A historic event happens every day. We have all seen something big in history that sticks with us for the rest of our lives.
I’m sure you can think of something right now that sticks out in your mind about a historic event in your life.
For my parents’ generation, they have the assassination of President John F. Kennedy. That happened in November 1963 in Dallas. They also have the landing on the moon in July 1969 — although I was a tiny infant when this happened.
For my generation, we have the Challenger disaster on January 28, 1986, and, of course, 9/11.
Historic events of my parents’ generation
My parents haven’t talked in depth about the events during their lifetime. I do know when I have asked where they were when JFK was shot, they can tell me exactly what they were doing.
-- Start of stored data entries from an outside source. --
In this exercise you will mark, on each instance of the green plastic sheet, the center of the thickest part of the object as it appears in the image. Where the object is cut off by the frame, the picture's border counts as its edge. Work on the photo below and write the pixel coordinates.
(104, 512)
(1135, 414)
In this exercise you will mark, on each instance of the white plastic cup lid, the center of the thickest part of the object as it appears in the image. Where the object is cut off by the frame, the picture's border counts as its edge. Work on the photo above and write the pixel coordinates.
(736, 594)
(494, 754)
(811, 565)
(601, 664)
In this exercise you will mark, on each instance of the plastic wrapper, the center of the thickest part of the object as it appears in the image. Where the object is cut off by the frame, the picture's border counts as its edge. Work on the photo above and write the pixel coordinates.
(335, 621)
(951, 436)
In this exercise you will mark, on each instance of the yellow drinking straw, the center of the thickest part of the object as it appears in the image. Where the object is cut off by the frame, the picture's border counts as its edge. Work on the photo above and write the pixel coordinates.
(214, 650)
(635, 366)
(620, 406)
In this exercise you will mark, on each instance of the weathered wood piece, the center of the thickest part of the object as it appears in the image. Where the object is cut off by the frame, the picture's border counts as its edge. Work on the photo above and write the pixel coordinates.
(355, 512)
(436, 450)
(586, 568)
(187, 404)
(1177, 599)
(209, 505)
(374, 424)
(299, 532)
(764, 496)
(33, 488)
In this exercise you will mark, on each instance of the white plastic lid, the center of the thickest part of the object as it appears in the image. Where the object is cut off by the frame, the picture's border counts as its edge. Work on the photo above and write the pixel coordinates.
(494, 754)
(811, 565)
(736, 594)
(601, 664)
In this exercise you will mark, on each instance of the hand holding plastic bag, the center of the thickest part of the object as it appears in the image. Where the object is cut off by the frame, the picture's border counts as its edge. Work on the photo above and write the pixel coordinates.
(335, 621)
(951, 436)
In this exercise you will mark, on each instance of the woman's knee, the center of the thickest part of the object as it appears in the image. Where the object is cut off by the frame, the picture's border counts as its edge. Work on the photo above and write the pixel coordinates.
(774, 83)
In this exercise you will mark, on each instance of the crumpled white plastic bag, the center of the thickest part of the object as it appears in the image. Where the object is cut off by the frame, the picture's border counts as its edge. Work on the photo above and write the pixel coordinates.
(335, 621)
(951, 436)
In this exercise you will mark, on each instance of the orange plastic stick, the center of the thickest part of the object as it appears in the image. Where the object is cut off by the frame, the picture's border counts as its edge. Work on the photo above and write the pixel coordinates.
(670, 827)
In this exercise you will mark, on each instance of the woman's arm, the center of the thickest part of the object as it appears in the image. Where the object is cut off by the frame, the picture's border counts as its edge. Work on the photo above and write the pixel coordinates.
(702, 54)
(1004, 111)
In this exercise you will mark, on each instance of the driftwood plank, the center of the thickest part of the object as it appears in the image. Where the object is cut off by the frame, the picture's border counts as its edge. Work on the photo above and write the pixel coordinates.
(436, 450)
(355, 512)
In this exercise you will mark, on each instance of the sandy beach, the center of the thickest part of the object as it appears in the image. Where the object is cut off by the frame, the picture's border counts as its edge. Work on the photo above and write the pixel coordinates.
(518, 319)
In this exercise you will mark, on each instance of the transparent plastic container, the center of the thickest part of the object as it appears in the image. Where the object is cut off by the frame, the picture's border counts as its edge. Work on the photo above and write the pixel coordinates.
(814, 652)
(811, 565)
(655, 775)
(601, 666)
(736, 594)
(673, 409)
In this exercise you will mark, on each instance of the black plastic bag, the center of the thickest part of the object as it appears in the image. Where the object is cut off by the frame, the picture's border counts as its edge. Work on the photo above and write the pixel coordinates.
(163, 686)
I can’t remember what they have told me at this point because it’s not something I can relate to. I should remember what they said, but when I don’t relate to it, it isn’t as important to me and doesn’t stick with me.
The effects of 9/11
Yesterday was the 15th anniversary of 9/11. I remember that day almost like it happened yesterday. I’m sure it’s the same way people feel about the earlier events in history.
I have a personal connection to what happened on 9/11. I won’t repeat the story here, but you can read it here from a previous blog post.
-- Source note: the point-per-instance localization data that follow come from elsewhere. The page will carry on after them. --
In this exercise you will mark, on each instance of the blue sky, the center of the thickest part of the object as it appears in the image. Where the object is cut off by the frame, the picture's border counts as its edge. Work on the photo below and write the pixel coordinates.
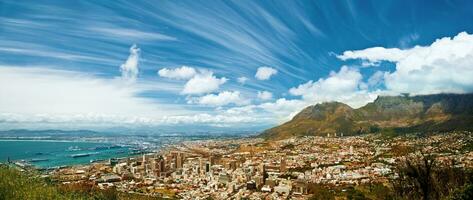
(243, 65)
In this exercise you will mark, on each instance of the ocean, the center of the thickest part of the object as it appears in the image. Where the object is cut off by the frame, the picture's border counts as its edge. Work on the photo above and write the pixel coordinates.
(53, 153)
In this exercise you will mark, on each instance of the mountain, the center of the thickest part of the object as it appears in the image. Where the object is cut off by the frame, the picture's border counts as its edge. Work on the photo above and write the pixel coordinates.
(400, 114)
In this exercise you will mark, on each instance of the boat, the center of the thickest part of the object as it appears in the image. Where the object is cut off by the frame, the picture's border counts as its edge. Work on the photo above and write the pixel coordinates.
(38, 159)
(80, 155)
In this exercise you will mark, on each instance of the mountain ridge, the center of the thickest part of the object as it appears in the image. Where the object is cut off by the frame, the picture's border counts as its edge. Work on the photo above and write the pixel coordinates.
(433, 113)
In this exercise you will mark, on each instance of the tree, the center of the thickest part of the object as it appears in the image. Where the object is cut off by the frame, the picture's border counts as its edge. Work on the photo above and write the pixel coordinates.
(422, 176)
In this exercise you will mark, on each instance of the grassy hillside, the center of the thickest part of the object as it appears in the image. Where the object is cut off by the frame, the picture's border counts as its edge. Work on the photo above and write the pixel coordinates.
(441, 112)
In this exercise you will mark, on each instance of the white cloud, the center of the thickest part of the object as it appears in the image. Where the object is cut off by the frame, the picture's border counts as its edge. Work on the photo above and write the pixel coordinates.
(264, 95)
(203, 82)
(444, 66)
(284, 109)
(181, 73)
(65, 95)
(40, 97)
(265, 73)
(343, 86)
(221, 99)
(242, 80)
(124, 33)
(129, 69)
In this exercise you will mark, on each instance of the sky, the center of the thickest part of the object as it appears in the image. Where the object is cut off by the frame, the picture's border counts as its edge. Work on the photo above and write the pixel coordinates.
(221, 65)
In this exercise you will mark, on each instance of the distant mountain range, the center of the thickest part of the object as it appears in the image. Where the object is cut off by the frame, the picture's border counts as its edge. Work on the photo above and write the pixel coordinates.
(393, 114)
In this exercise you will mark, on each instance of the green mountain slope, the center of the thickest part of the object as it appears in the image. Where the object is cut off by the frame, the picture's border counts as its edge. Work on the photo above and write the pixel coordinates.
(439, 112)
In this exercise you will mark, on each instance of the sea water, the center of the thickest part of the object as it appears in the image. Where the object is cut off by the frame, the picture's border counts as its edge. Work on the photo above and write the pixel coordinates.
(45, 154)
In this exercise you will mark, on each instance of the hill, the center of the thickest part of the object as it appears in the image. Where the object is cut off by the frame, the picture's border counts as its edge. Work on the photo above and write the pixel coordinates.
(400, 114)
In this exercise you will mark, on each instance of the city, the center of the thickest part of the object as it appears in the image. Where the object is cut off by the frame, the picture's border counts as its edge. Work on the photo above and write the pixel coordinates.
(255, 169)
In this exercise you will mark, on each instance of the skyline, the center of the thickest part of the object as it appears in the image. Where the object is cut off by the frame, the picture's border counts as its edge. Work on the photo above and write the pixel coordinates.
(232, 64)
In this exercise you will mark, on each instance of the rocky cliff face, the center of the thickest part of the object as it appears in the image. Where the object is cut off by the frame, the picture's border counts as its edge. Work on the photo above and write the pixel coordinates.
(426, 113)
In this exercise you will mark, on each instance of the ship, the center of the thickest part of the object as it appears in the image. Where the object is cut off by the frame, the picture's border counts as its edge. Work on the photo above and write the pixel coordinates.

I also wrote about how this day changed me as a contributor for the Huffington Post. That day made me realize how much I needed to be strong and make some needed changes in my life. I don’t regret the decision I made in my life back then after that day.
This year’s high school freshman class weren’t born before this disaster. I do know one student who was actually born that day. I can’t imagine what his mom thought as she gave birth to a child in the crazy world we saw that day.
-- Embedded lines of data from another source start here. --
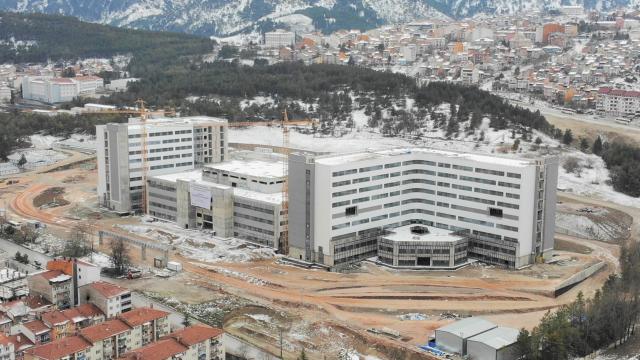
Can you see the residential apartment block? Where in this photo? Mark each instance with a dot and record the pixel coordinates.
(618, 102)
(196, 342)
(56, 90)
(54, 286)
(279, 38)
(107, 340)
(172, 145)
(342, 206)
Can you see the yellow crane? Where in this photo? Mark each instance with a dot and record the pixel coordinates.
(285, 125)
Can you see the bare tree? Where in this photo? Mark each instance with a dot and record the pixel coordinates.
(120, 256)
(77, 244)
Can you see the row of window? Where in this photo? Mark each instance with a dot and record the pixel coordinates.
(253, 228)
(162, 206)
(254, 208)
(253, 218)
(424, 191)
(425, 162)
(423, 211)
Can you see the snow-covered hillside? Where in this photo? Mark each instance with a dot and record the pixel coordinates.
(227, 17)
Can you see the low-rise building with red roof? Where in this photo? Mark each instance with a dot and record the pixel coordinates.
(203, 342)
(36, 331)
(53, 285)
(160, 350)
(69, 348)
(112, 299)
(147, 324)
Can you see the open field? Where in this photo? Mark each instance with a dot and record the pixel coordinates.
(260, 295)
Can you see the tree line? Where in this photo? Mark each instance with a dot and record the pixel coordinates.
(15, 128)
(41, 38)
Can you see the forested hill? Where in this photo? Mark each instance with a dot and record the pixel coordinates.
(38, 38)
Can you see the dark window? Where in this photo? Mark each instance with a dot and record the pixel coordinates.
(351, 211)
(495, 212)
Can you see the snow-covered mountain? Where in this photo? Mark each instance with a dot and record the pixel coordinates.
(226, 17)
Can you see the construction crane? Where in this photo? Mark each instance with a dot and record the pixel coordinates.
(285, 125)
(144, 113)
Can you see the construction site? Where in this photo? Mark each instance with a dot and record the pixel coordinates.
(366, 309)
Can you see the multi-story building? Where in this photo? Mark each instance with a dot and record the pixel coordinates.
(7, 348)
(25, 309)
(618, 102)
(82, 272)
(197, 342)
(69, 348)
(36, 331)
(238, 198)
(341, 206)
(67, 322)
(53, 285)
(279, 38)
(147, 325)
(172, 145)
(107, 340)
(56, 90)
(13, 284)
(111, 299)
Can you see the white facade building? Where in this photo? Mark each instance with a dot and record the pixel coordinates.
(56, 90)
(341, 205)
(453, 337)
(237, 198)
(5, 94)
(279, 38)
(173, 145)
(496, 344)
(618, 102)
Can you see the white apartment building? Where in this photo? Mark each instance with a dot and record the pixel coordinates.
(236, 198)
(56, 90)
(172, 145)
(341, 206)
(618, 102)
(279, 38)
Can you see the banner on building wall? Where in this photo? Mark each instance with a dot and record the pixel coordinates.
(200, 196)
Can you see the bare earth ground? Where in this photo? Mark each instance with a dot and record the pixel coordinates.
(311, 304)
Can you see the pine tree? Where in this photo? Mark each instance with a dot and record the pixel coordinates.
(584, 145)
(22, 161)
(567, 138)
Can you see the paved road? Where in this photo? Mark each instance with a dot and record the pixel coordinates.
(9, 249)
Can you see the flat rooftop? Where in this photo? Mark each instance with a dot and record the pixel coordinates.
(340, 159)
(258, 168)
(468, 327)
(196, 176)
(435, 234)
(134, 122)
(8, 275)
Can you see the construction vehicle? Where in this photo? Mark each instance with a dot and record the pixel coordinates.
(285, 124)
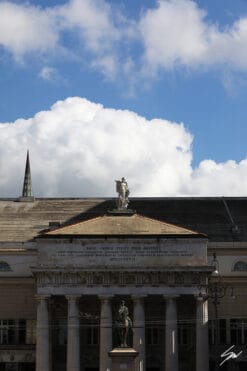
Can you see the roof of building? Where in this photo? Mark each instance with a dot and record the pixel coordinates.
(221, 219)
(122, 224)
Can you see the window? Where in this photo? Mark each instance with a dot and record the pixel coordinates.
(17, 331)
(60, 335)
(238, 330)
(183, 335)
(30, 331)
(152, 335)
(92, 335)
(217, 331)
(240, 266)
(7, 331)
(4, 267)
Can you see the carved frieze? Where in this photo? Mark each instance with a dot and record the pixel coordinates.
(121, 278)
The effects of the Challenger
The first historic event I ever endured was the Challenger disaster. I was a senior in high school. I remember walking into my yearbook/newspaper class sixth period that day. My teacher asked me if I’d heard the news.
I was one of a couple of students in the class. The teacher allowed us to watch the explosion of the Challenger a few seconds after takeoff. This was the historic in and of itself because teacher Christa McAuliffe was on board. She was the first teacher allowed to go on the space shuttle.
Years later I was a staff member at a local high school. I learned one of the students I had in class was born the day of the Challenger disaster. He shared how his mom talked to him about the day when he got older and was able to understand.